Eddie Hearn, szef grupy promotorskiej Matchroom Boxing twierdzi, że Gennadiy Golovkin (42-1-1) byłby gotowy na unifikacyjną walkę o trzy tytuły mistrza świata z Jermallem Charlo (32-0-0), jednakże jest on przekonany, iż zespół Amerykanina nie zdecydowałby się na taki ruch. Hearn “wbija szpilkę” nie tylko Charlo, ale również Davidowi Benavidezowi (26-0-0).

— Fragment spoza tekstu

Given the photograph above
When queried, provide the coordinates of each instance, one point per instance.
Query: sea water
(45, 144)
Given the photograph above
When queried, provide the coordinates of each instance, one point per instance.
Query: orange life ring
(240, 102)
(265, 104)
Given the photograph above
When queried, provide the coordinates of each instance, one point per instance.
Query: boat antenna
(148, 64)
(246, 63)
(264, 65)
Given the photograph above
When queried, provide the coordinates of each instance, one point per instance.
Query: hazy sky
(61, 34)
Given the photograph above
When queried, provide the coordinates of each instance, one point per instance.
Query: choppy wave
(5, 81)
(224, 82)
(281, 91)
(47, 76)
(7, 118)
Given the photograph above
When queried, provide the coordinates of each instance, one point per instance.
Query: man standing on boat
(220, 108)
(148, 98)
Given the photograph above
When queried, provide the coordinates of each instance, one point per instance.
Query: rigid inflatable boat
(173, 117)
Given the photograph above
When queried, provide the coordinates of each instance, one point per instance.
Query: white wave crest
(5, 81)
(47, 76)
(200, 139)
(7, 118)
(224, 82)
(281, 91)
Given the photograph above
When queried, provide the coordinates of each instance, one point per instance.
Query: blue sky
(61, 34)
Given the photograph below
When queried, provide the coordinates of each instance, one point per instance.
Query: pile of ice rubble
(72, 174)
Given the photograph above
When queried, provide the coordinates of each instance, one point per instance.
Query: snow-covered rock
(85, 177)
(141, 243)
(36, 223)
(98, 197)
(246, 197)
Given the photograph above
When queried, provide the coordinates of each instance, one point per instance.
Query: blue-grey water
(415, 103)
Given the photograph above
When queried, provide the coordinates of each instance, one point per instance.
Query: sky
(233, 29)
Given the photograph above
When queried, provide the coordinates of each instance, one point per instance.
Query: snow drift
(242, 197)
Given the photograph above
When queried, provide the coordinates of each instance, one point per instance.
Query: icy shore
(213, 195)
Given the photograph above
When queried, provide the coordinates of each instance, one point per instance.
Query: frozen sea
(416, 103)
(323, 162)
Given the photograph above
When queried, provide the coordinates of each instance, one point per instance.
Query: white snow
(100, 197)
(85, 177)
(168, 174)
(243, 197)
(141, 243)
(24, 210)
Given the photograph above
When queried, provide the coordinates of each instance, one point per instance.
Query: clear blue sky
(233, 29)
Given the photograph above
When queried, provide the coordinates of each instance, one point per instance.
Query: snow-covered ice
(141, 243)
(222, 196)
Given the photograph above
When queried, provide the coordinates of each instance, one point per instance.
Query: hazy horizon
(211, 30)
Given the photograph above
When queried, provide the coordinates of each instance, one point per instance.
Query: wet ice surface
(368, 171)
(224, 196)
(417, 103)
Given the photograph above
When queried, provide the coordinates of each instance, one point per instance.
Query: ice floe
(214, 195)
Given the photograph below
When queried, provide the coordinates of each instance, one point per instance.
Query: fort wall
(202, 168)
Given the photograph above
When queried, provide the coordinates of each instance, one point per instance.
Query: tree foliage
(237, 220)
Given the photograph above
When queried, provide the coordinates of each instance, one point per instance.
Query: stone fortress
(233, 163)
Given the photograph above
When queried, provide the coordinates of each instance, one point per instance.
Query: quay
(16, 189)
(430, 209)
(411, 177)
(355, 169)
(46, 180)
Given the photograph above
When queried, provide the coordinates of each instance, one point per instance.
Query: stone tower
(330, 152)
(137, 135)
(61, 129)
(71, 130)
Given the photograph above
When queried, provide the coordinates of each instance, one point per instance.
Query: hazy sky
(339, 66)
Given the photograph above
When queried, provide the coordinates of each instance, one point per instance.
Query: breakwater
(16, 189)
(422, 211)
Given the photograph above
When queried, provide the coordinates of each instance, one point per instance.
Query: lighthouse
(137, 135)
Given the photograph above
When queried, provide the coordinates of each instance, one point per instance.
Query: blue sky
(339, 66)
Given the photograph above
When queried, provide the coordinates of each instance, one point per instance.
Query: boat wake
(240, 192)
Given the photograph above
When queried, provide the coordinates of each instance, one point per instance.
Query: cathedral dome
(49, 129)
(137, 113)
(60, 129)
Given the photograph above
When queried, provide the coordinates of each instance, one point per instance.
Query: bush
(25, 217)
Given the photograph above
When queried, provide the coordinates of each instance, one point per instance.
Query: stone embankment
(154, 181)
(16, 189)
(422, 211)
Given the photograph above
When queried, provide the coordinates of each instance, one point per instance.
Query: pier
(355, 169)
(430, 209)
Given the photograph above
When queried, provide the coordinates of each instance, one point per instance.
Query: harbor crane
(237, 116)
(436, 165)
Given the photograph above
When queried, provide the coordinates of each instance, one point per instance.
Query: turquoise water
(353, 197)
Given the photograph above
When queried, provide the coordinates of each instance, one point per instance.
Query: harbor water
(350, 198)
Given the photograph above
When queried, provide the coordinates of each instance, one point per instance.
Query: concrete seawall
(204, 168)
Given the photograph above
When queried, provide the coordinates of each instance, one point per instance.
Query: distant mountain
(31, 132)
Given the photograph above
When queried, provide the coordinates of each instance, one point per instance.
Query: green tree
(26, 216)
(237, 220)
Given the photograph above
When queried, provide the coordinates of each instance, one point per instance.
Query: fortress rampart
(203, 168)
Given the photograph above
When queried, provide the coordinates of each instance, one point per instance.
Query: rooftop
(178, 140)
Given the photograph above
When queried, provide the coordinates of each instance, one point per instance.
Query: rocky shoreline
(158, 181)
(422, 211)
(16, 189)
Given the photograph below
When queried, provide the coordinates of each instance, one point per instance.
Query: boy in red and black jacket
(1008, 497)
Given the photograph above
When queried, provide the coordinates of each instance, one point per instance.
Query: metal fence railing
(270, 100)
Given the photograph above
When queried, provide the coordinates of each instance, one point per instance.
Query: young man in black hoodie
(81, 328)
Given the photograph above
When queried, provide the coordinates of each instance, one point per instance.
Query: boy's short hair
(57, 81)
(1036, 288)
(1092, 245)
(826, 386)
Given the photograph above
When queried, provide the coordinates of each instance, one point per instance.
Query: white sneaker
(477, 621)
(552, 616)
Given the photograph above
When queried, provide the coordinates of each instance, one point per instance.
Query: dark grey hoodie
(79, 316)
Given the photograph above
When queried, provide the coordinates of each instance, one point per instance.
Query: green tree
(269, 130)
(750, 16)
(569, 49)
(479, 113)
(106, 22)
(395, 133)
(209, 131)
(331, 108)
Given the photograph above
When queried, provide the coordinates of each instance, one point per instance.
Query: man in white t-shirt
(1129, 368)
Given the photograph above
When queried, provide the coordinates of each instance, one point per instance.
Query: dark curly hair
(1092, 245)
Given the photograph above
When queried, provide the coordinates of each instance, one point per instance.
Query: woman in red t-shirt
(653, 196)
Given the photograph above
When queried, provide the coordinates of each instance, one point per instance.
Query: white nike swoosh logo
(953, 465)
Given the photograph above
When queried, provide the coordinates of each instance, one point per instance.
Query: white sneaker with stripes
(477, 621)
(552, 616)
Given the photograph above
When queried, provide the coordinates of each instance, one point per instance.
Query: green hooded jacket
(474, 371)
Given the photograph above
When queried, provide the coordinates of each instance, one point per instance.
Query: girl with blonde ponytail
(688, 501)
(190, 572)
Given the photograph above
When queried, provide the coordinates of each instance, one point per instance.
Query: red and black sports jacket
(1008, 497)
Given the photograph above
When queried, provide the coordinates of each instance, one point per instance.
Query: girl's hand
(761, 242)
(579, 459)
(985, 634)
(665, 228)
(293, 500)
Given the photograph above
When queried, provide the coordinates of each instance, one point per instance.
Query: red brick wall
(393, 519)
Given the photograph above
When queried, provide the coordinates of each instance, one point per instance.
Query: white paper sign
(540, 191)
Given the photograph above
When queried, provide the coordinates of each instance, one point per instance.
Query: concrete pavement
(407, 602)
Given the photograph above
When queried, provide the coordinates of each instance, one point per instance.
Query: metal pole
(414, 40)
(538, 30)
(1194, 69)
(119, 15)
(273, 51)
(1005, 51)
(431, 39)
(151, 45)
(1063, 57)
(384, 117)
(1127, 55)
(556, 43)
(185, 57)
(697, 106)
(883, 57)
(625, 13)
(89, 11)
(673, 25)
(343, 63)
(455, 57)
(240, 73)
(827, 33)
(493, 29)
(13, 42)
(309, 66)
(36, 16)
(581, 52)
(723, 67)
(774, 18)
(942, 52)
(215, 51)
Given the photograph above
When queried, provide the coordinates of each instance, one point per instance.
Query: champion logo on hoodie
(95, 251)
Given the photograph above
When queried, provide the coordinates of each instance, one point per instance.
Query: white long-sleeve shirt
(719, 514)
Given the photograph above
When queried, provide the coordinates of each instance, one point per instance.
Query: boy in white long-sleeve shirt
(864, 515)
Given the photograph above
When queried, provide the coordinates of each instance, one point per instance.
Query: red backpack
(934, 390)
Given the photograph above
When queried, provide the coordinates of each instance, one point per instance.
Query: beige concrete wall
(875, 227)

Nie tyle samemu zawodnikowi, co konkurencyjnej grupie promotorskiej Premit Boxing Champions, należącej do Al’a Haymona.
– Ci goście, czyli Charlo i Benavidez nie walczą po prostu z nikim. Jak można krytykować Canelo Alvareza, a nie krytykować tych dwóch gości? Ich pięściarskie życiorysy to jakieś żarty,a ja nie sądzę, żeby Benavidez był takimi żartami zainteresowany. Co do Charlo – nie wiem, ale nie wydaje mi się, żeby naciskał na duże walki. Myślę, że Benavidez to facet, który chce zostawić po sobie dziedzictwo, więc dawajcie mu dobre walki. Caleb Plant walczy teraz z Dirrellem i to dobra walka, ale chcielibyśmy zobaczyć Planta właśnie z Benavidezem, albo Planta z Charlo. Dlaczego tak nie robią? To nie jest strona, po której stoję – powiedział Eddie Hearn dla fighthub.
Hearn po raz kolejny zwraca uwagę Al’owi Haymonowi, iż zestawienia w jego grupie nie są trafione, mimo, że sam przez parę lat zajmował się interesami Demetriusa Andrade’a (31-0-0), zestawiając go z przeciętnymi pięściarzami w dobrowolnych obronach mistrzowskiego pasa WBO. Andrade nie przedłużył kontraktu z Hearnem i obecnie jest wolnym agentem. BoxingZone dowiedziało się, że Amerykanin jest bliski nawiązania współpracy z Dmitry’em Salitą z Salita Promotions.